Hacker News new | past | comments | ask | show | jobs | submit login
Show HN: A tiny JS library for real-time localization of eye pupils (tehnokv.com)
153 points by tehnokv on July 2, 2019 | hide | past | favorite | 61 comments



For an explanation, see author's post:

Using decision trees for real-time localization of eye pupils

https://tehnokv.com/posts/puploc-with-trees/

It's actually quite fascinating. I'm too paranoid to enable webcam for any random site, so will be trying it out locally.

For face detection and determining the locations of the eyes, the demo uses picojs, described in another post:

pico.js: a face-detection library in 200 lines of JavaScript

https://tehnokv.com/posts/picojs-intro/


I'm all for being paranoid but what exactly is the threat model here?
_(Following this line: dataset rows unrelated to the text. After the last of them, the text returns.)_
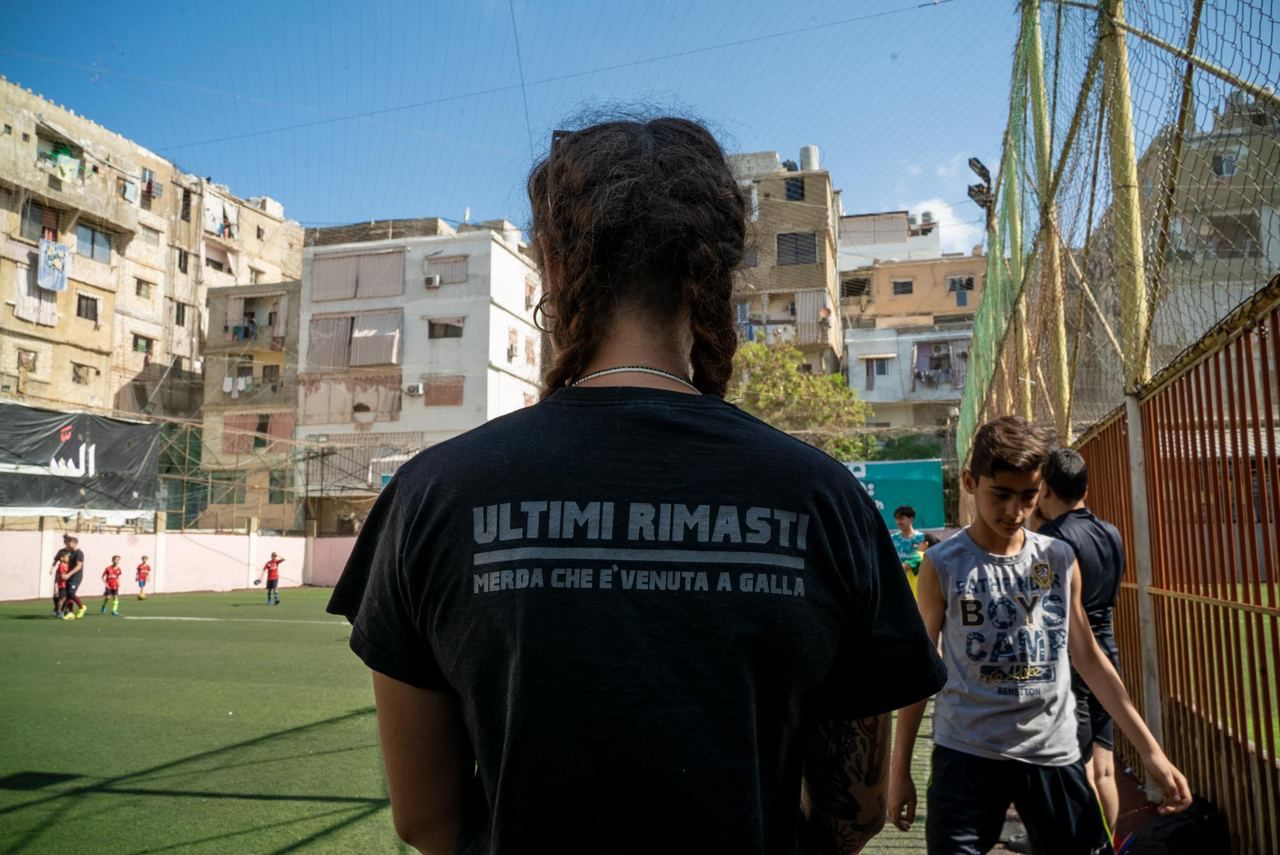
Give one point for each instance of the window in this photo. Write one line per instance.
(444, 391)
(368, 274)
(277, 485)
(798, 247)
(260, 430)
(452, 270)
(92, 243)
(86, 307)
(877, 366)
(855, 287)
(444, 328)
(39, 222)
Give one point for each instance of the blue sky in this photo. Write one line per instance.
(403, 108)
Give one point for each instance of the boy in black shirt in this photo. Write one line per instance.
(1100, 554)
(632, 618)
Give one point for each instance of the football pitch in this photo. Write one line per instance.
(192, 723)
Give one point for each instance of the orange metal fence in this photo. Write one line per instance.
(1211, 449)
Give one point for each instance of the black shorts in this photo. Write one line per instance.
(969, 796)
(1093, 725)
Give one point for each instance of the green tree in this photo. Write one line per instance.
(818, 408)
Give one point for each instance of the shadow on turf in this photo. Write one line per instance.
(131, 785)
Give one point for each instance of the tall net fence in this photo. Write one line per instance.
(1136, 204)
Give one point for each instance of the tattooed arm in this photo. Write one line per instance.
(845, 773)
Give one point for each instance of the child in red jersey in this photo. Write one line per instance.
(272, 570)
(112, 576)
(141, 577)
(59, 571)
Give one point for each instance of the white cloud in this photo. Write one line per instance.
(959, 229)
(950, 168)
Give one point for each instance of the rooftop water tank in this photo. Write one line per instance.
(809, 159)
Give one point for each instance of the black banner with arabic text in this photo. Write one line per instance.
(58, 462)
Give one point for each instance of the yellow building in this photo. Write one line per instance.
(789, 287)
(145, 243)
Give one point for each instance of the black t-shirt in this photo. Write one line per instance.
(1101, 557)
(643, 599)
(76, 565)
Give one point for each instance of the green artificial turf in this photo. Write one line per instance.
(251, 731)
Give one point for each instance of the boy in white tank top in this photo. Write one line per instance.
(1005, 604)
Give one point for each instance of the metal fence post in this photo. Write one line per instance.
(1152, 707)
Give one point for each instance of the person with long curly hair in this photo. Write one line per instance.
(631, 617)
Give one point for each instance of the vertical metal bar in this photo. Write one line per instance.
(1247, 586)
(1257, 524)
(1232, 649)
(1050, 251)
(1128, 259)
(1207, 457)
(1185, 483)
(1152, 703)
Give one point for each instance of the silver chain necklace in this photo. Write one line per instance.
(635, 369)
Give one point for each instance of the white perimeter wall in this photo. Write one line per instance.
(179, 561)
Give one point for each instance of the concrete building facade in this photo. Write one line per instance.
(145, 241)
(789, 287)
(407, 341)
(908, 310)
(251, 402)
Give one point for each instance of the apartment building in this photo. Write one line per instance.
(412, 332)
(106, 252)
(908, 310)
(251, 402)
(789, 289)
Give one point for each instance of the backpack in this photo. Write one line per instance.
(1201, 830)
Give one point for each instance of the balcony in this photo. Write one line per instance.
(71, 184)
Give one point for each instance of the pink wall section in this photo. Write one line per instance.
(179, 561)
(328, 558)
(22, 566)
(204, 562)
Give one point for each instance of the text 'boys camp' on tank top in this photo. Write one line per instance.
(1004, 641)
(643, 602)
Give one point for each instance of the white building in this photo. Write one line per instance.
(912, 376)
(888, 236)
(407, 341)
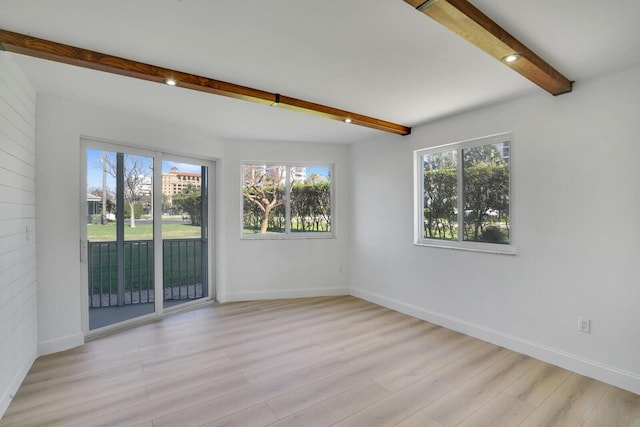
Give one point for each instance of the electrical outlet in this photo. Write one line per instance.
(584, 324)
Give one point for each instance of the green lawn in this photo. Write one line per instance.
(105, 233)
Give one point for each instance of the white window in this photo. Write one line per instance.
(464, 195)
(283, 200)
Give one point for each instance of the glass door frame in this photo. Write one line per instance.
(158, 157)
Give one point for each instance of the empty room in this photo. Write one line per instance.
(351, 213)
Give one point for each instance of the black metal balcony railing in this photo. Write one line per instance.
(182, 272)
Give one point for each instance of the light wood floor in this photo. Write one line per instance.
(307, 362)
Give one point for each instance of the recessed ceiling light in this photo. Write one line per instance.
(511, 58)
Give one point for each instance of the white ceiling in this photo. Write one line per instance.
(379, 58)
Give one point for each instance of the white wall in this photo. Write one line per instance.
(246, 269)
(18, 333)
(576, 164)
(61, 123)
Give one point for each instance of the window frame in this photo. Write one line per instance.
(460, 243)
(288, 234)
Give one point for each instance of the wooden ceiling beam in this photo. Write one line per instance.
(49, 50)
(469, 22)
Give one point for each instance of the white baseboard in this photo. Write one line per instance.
(8, 394)
(60, 344)
(620, 378)
(281, 294)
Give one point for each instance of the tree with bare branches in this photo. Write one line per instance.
(263, 186)
(135, 173)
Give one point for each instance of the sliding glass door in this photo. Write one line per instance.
(184, 231)
(147, 221)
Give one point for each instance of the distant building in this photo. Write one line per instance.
(175, 182)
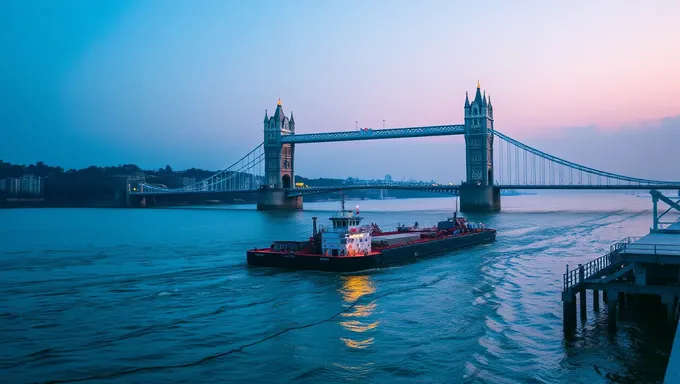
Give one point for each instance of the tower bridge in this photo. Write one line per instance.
(494, 161)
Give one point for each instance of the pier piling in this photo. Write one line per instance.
(611, 312)
(582, 293)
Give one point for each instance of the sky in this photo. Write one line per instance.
(185, 84)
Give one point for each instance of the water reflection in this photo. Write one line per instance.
(353, 288)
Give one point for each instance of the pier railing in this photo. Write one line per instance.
(577, 276)
(652, 249)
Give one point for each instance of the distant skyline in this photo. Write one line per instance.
(113, 82)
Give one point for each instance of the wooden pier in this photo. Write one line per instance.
(648, 265)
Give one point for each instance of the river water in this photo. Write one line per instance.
(165, 295)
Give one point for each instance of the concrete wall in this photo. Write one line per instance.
(276, 199)
(479, 198)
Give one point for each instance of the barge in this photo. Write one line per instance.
(347, 245)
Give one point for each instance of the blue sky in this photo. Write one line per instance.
(186, 84)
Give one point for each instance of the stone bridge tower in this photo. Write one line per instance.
(478, 192)
(279, 168)
(278, 163)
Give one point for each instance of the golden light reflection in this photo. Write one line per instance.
(357, 344)
(359, 327)
(353, 288)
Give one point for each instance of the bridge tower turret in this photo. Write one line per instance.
(279, 163)
(478, 192)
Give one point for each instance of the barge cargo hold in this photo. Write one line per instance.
(348, 246)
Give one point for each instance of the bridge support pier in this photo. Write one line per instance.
(277, 200)
(479, 198)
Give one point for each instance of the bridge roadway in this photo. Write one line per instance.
(445, 189)
(374, 134)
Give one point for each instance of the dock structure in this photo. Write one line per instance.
(648, 265)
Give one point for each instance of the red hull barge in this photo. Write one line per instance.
(347, 247)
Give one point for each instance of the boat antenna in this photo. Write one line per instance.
(342, 199)
(455, 213)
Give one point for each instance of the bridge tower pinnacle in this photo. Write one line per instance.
(478, 192)
(279, 169)
(279, 164)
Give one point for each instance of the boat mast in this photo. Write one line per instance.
(342, 199)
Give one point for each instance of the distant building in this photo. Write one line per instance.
(14, 186)
(186, 181)
(31, 185)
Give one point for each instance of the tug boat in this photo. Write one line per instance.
(347, 245)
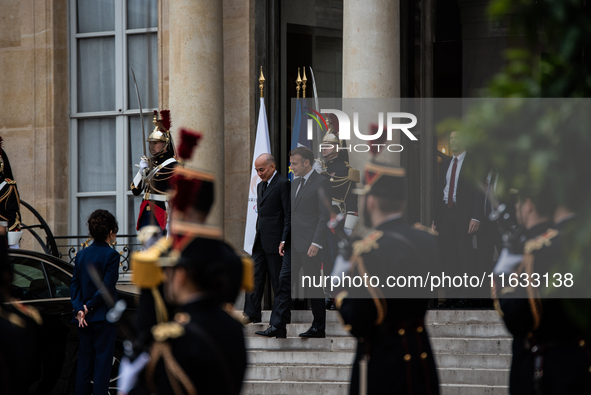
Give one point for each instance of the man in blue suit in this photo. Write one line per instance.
(97, 336)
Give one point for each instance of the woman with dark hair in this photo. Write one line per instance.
(97, 262)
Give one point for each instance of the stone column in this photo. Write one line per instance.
(371, 49)
(196, 93)
(371, 64)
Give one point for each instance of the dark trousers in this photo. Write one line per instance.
(281, 313)
(263, 264)
(455, 246)
(311, 267)
(95, 357)
(330, 252)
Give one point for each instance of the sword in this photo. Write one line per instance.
(317, 105)
(141, 113)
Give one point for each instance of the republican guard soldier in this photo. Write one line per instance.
(9, 201)
(552, 336)
(343, 178)
(201, 349)
(152, 179)
(394, 355)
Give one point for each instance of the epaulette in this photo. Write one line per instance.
(247, 274)
(354, 174)
(146, 273)
(544, 240)
(167, 330)
(368, 243)
(424, 228)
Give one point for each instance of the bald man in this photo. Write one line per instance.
(272, 232)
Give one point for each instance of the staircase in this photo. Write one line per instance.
(472, 352)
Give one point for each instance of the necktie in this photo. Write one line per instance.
(265, 184)
(452, 184)
(302, 181)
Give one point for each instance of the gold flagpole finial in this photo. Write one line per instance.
(304, 83)
(298, 82)
(262, 82)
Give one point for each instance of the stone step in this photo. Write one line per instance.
(465, 331)
(304, 316)
(458, 345)
(475, 361)
(252, 387)
(257, 357)
(463, 317)
(459, 389)
(299, 344)
(299, 373)
(333, 329)
(499, 377)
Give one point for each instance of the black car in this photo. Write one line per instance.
(43, 281)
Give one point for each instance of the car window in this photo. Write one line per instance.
(29, 281)
(59, 281)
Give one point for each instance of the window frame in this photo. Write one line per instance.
(122, 113)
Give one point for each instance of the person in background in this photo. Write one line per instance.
(272, 233)
(9, 201)
(96, 266)
(458, 214)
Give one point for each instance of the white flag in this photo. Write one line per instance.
(262, 145)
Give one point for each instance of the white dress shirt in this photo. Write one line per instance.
(298, 190)
(448, 178)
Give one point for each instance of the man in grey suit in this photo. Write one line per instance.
(310, 202)
(272, 232)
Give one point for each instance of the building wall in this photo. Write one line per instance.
(34, 103)
(240, 82)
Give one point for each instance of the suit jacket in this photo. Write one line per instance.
(386, 344)
(83, 290)
(310, 212)
(274, 214)
(469, 197)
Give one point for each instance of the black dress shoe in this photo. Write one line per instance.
(329, 303)
(463, 304)
(313, 332)
(271, 331)
(448, 304)
(245, 320)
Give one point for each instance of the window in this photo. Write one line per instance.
(107, 39)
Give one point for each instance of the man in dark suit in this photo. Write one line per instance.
(458, 213)
(394, 355)
(272, 231)
(310, 202)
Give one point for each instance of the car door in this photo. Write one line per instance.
(45, 287)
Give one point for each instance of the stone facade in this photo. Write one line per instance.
(34, 103)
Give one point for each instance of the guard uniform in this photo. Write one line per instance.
(551, 348)
(393, 344)
(9, 200)
(154, 182)
(201, 349)
(343, 180)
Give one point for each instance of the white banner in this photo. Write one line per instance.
(262, 145)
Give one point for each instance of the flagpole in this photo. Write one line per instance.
(262, 145)
(262, 82)
(304, 84)
(298, 82)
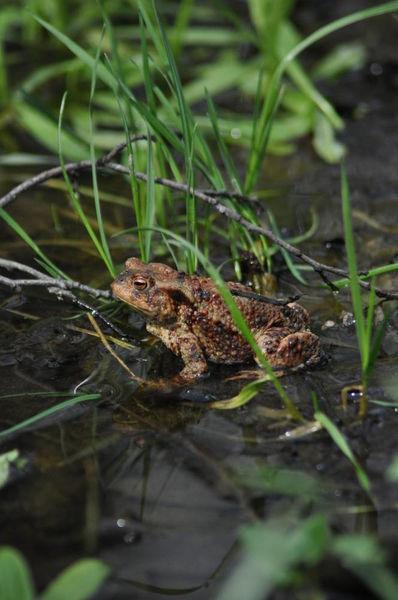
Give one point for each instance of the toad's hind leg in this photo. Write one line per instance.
(282, 348)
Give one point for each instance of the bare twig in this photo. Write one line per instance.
(46, 281)
(230, 213)
(59, 287)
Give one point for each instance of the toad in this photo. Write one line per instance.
(190, 317)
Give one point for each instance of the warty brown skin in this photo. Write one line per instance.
(188, 314)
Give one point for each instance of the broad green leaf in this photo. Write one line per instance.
(80, 581)
(15, 579)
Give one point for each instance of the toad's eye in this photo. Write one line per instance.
(140, 283)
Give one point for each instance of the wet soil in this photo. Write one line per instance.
(154, 485)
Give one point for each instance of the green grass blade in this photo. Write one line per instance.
(75, 199)
(268, 109)
(85, 57)
(97, 202)
(343, 445)
(28, 240)
(225, 154)
(150, 201)
(49, 411)
(360, 324)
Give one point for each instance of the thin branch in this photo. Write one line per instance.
(230, 213)
(59, 287)
(46, 281)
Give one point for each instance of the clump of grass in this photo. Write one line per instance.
(168, 116)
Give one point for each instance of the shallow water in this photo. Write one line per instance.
(154, 486)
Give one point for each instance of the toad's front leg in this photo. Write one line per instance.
(184, 343)
(282, 348)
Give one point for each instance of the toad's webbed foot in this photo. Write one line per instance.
(284, 349)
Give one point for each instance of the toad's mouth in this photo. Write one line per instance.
(119, 293)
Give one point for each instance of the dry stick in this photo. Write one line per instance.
(228, 212)
(58, 287)
(41, 279)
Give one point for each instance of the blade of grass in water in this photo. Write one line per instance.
(360, 324)
(50, 266)
(264, 122)
(49, 411)
(150, 200)
(343, 445)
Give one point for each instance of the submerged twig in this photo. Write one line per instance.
(106, 162)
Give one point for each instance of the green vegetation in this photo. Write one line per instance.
(162, 74)
(79, 581)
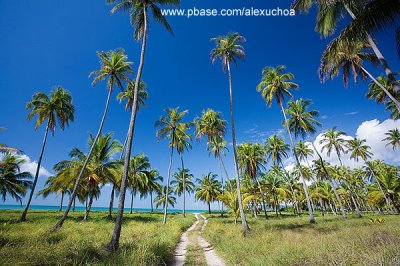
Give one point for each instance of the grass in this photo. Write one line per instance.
(144, 240)
(293, 241)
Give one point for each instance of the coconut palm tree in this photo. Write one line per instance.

Someone is going to have a few seconds of video of you?


Spearfishing family members using a pic and/or some audio of you to generate a fake "help me" video? (I mean, that probably won't happen, just trying to think of something an attacker could do with it.)


Imagine being paranoid to the point of actually entertaining a hypothetical like that, so much that it affects your browsing habits.


There is actually already a pretty prevalent (lower tech) version of this scam. Grandparents are called by a con artist who attempts to pretend to be a (previously unidentified) grandchild in distress in a foreign country. [1] My grandmother lost a few thousand dollars to it because she thought they were me.

1 - https://www.ag.state.mn.us/Consumer/Publications/GrandParent...


You're using "paranoid" as if it is a bad thing.


In the age of Deep Fakes, I don't think its paranoia at all. Also, having secure browsing habits is healthy for when someone is trying to harm you.


I’m much more concerned that they might be collecting data and video that is not well secured, and then someone else could come along and use that data for nefarious purposes.

The collector if the data doesn’t need to be nefarious, they only need to be sufficiently careless.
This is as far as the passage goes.